American Samizdat

Saturday, December 24, 2005. *
How neocons interpret "Let me be your backdoor man"
"The National Security Agency has conducted much broader surveillance of e-mails and phone calls -- without court orders -- than the Bush administration has acknowledged, The New York Times reported on its Web site.

"The NSA, with help from American telecommunications companies, obtained access to streams of domestic and international communications, said the Times in the report late Friday, citing unidentified current and former government officials. The story did not name the companies..."

I must interrupt this inverted pyramid with a special reminder: always read the last couple of 'graphs in a Times story first. This is often where you will find "the nugget." For example:

"One outside expert on communications privacy who previously worked at the N.S.A. said that to exploit its technological capabilities, the American government had in the last few years been quietly encouraging the telecommunications industry to increase the amount of international traffic that is routed through American-based switches.

"The growth of that transit traffic had become a major issue for the intelligence community, officials say, because it had not been fully addressed by 1970's-era laws and regulations governing the N.S.A. Now that foreign calls were being routed through switches on American soil, some judges and law enforcement officials regarded eavesdropping on those calls as a possible violation of those decades-old restrictions, including the Foreign Intelligence Surveillance Act, which requires court-approved warrants for domestic surveillance.

"Phil Karn, a computer engineer and technology expert at a major West Coast telecommunications company, said access to such switches would be significant. 'If the government is gaining access to the switches like this, what you're really talking about is the capability of an enormous vacuum operation to sweep up data,' he said."

I now return you to this news story in progress:

"Since the disclosure last week of the N.S.A.'s domestic surveillance program, President Bush and his senior aides have stressed that his executive order allowing eavesdropping without warrants was limited to the monitoring of international phone and e-mail communications involving people with known links to [what has been alleged to be --Ed.] Al Qaeda.

"What has not been publicly acknowledged is that N.S.A. technicians, besides actually eavesdropping on specific conversations, have combed through large volumes of phone and Internet traffic in search of patterns that might point to terrorism suspects. Some officials describe the program as a large data-mining operation.

"The current and former government officials who discussed the program were granted anonymity because it remains classified.

"Bush administration officials declined to comment on Friday on the technical aspects of the operation and the N.S.A.'s use of broad searches to look for clues on terrorists. Because the program is highly classified, many details of how the N.S.A. is conducting it remain unknown, and members of Congress who have pressed for a full Congressional inquiry say they are eager to learn more about the program's operational details, as well as its legality.
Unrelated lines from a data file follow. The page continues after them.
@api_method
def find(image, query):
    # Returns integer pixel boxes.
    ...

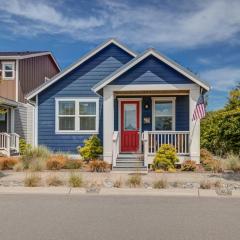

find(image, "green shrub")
[19,138,31,155]
[127,173,142,187]
[153,179,168,189]
[153,144,178,170]
[78,135,103,161]
[46,175,63,187]
[68,173,83,188]
[182,160,197,172]
[63,159,83,169]
[21,146,51,168]
[223,153,240,172]
[24,174,42,187]
[89,160,109,172]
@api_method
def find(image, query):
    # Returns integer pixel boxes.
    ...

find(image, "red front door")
[121,100,140,152]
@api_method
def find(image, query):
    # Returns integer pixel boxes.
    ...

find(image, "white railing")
[0,133,10,156]
[143,131,189,155]
[9,133,19,152]
[0,133,19,156]
[112,131,119,167]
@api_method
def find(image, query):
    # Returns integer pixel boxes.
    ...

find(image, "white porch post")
[189,85,200,163]
[103,86,114,164]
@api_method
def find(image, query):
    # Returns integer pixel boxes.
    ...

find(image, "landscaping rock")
[103,178,113,188]
[216,188,232,196]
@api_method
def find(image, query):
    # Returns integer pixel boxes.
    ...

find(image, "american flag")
[192,94,206,121]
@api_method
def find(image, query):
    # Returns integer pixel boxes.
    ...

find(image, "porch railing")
[0,133,19,156]
[143,131,189,158]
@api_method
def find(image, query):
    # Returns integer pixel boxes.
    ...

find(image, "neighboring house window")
[56,98,99,133]
[2,62,14,80]
[152,97,175,131]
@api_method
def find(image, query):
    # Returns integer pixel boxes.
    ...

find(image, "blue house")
[27,39,209,169]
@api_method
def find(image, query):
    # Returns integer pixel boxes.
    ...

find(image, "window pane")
[124,104,137,130]
[80,117,96,130]
[4,64,13,70]
[155,102,172,116]
[5,72,13,78]
[59,117,75,130]
[59,101,75,115]
[155,117,172,130]
[79,102,96,115]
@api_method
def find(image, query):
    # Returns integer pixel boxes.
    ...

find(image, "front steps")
[112,154,148,172]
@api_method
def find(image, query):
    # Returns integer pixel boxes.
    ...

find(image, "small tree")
[153,144,178,170]
[78,135,103,161]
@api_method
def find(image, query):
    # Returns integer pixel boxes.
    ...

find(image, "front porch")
[103,84,200,171]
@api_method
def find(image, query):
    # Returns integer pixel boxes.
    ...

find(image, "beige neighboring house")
[0,51,60,155]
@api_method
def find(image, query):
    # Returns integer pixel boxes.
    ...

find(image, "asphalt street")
[0,194,240,240]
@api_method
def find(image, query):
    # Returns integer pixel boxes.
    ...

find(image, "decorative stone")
[216,188,232,196]
[103,178,113,188]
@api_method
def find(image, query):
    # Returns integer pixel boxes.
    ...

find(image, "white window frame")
[152,97,176,132]
[2,62,15,80]
[55,98,99,134]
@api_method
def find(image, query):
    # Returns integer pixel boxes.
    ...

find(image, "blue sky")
[0,0,240,110]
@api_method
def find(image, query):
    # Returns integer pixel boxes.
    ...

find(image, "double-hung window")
[2,62,15,80]
[153,97,175,131]
[56,98,99,134]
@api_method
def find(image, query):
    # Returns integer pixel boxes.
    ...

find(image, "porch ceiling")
[114,90,189,96]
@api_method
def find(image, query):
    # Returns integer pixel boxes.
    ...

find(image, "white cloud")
[201,67,240,92]
[0,0,240,48]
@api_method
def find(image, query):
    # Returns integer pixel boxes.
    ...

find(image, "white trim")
[34,95,38,146]
[26,39,137,100]
[92,49,210,92]
[55,97,99,134]
[118,98,142,153]
[152,97,176,131]
[2,61,16,80]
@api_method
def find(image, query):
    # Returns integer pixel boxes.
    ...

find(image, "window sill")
[55,131,99,135]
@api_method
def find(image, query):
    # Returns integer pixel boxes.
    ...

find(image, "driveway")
[0,195,240,240]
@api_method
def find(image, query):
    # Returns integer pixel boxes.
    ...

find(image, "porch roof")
[0,97,19,108]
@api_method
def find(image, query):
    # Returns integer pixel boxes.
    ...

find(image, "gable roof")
[26,38,137,100]
[92,48,210,92]
[0,51,61,71]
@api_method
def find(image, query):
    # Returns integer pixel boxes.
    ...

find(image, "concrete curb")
[0,187,240,198]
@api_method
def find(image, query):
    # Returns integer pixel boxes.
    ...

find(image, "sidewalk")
[0,187,240,198]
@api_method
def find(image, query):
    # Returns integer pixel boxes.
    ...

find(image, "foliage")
[63,159,83,169]
[153,179,168,189]
[223,153,240,172]
[21,146,51,168]
[200,180,211,189]
[113,178,123,188]
[46,175,63,187]
[89,160,109,172]
[127,173,142,187]
[24,174,42,187]
[47,154,68,170]
[201,85,240,156]
[68,173,83,187]
[78,135,103,161]
[0,157,19,170]
[200,149,222,172]
[153,144,178,170]
[182,160,197,172]
[19,138,31,155]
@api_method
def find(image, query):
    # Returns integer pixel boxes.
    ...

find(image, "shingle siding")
[38,44,132,153]
[110,56,193,85]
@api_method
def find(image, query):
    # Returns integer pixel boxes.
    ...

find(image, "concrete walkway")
[0,187,240,198]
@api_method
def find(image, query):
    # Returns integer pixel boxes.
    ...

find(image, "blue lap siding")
[110,56,193,85]
[38,44,132,153]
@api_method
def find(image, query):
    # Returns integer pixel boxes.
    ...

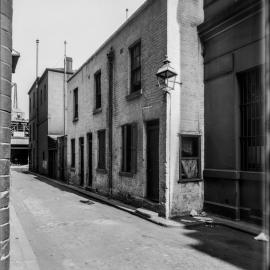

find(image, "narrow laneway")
[11,171,261,270]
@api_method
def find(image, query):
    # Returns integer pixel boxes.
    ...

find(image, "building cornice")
[67,0,154,82]
[198,0,263,42]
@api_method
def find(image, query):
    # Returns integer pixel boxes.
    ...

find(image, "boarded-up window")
[95,71,101,109]
[98,130,106,170]
[122,123,137,173]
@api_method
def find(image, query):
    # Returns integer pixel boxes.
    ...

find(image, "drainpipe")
[107,48,114,196]
[35,39,40,172]
[0,0,12,270]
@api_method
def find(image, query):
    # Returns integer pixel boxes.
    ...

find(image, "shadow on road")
[186,225,264,270]
[23,171,97,205]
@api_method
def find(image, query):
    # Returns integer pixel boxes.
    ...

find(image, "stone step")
[135,208,158,218]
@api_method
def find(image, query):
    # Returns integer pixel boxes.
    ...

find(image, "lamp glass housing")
[156,57,177,90]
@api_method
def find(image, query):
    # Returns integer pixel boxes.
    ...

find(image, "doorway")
[87,133,93,187]
[146,120,159,202]
[49,150,56,178]
[79,137,84,187]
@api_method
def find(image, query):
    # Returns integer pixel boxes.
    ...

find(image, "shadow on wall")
[186,225,264,270]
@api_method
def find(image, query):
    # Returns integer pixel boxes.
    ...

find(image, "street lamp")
[156,55,177,91]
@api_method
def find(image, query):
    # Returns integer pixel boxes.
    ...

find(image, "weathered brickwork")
[0,0,12,270]
[67,0,203,216]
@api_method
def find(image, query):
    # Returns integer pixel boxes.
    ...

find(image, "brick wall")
[167,0,204,216]
[67,0,203,216]
[0,0,12,270]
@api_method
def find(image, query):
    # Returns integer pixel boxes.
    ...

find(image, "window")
[238,67,264,171]
[73,88,79,120]
[179,135,201,180]
[98,130,106,170]
[130,42,141,93]
[71,139,75,168]
[43,84,46,102]
[95,71,101,109]
[122,123,137,173]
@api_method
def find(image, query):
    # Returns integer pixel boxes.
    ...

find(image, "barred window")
[179,134,201,181]
[130,42,141,93]
[237,66,264,171]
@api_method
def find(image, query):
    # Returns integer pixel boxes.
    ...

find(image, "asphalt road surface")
[11,171,263,270]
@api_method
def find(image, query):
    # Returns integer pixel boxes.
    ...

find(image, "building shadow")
[186,224,265,270]
[23,171,98,205]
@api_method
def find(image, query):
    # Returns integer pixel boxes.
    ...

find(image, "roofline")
[28,68,73,95]
[67,0,154,82]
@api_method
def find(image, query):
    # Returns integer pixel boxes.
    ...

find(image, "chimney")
[66,57,72,73]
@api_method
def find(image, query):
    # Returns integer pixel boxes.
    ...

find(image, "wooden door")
[147,121,159,202]
[80,138,84,187]
[87,133,93,187]
[49,150,56,178]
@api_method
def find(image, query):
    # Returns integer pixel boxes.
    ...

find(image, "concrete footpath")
[9,205,39,270]
[31,172,262,236]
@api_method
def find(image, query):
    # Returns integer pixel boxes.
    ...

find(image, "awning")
[11,49,21,73]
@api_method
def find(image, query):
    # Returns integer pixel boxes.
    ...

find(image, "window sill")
[96,168,107,174]
[119,172,134,178]
[93,108,102,115]
[178,178,203,184]
[126,90,142,101]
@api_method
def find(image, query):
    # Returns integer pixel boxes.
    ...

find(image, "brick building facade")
[67,0,204,217]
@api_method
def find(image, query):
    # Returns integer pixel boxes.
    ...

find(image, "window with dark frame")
[121,123,137,174]
[43,84,47,102]
[95,70,101,109]
[129,41,141,93]
[73,88,79,120]
[71,139,75,168]
[98,130,106,170]
[179,134,201,181]
[237,66,265,171]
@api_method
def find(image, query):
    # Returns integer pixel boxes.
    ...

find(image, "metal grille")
[238,67,264,171]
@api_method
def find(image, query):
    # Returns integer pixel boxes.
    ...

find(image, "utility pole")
[0,0,13,270]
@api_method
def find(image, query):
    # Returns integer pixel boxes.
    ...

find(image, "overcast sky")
[13,0,145,115]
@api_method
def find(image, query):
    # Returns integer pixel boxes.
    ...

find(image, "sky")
[12,0,145,117]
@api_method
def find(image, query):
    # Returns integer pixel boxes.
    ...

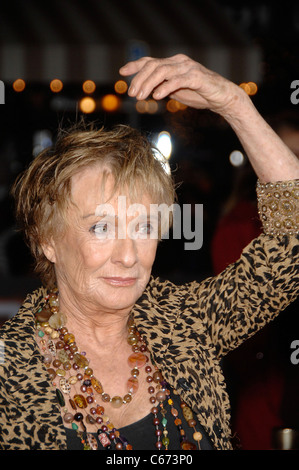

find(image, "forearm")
[224,92,299,183]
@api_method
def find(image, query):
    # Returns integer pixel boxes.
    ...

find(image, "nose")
[111,236,138,268]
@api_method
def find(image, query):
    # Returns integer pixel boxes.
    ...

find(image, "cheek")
[138,240,158,270]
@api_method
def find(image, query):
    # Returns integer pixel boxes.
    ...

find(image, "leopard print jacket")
[0,179,299,450]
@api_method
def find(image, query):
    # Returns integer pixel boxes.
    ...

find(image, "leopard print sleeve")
[185,180,299,357]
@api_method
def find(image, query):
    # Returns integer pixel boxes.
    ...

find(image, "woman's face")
[44,167,158,312]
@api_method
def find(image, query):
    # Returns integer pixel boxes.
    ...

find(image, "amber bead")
[156,390,166,401]
[127,377,139,394]
[188,418,196,428]
[53,359,61,367]
[86,415,96,424]
[63,413,74,423]
[74,353,88,369]
[90,377,103,394]
[102,393,110,402]
[74,394,87,408]
[69,398,77,410]
[111,396,123,408]
[63,333,75,344]
[74,413,83,421]
[96,405,105,415]
[85,367,93,377]
[124,393,132,403]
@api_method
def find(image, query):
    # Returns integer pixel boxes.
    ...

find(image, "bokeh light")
[12,78,26,93]
[50,78,63,93]
[229,150,246,166]
[79,96,96,114]
[82,80,96,93]
[101,94,120,111]
[239,82,258,96]
[114,80,128,94]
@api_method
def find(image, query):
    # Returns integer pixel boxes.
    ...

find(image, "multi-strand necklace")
[36,292,202,450]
"Officials in the government and the telecommunications industry who have knowledge of parts of the program say the N.S.A. has sought to analyze communications patterns to glean clues from details like who is calling whom, how long a phone call lasts and what time of day it is made, and the origins and destinations of phone calls and e-mail messages...

"This so-called 'pattern analysis' on calls within the United States would, in many circumstances, require a court warrant if the government wanted to trace who calls whom.



"The use of similar data-mining operations by the Bush administration in other contexts has raised strong objections, most notably in connection with the Total Information Awareness system, developed by the Pentagon for tracking terror suspects, and the Department of Homeland Security's CAPPS program for screening airline passengers. Both programs were ultimately scrapped after public outcries over possible threats to privacy and civil liberties."


As a side note,
on this day in 1992:


"President Bush [the first] today granted full pardons to six former officials in Ronald Reagan's Administration, including former Defense Secretary Caspar W. Weinberger.

"Mr. Weinberger was scheduled to stand trial on Jan. 5 on charges that he lied to Congress about his knowledge of the arms sales to Iran and efforts by other countries to help underwrite the Nicaraguan rebels...

"But in a single stroke, Mr. Bush swept away one conviction, three guilty pleas and two pending cases, virtually decapitating what was left of [special prosecutor Lawrence E.] Walsh's effort, which began in 1986. Mr. Bush's decision was announced by the White House in a printed statement after the President left for Camp David, where he will spend the Christmas holiday."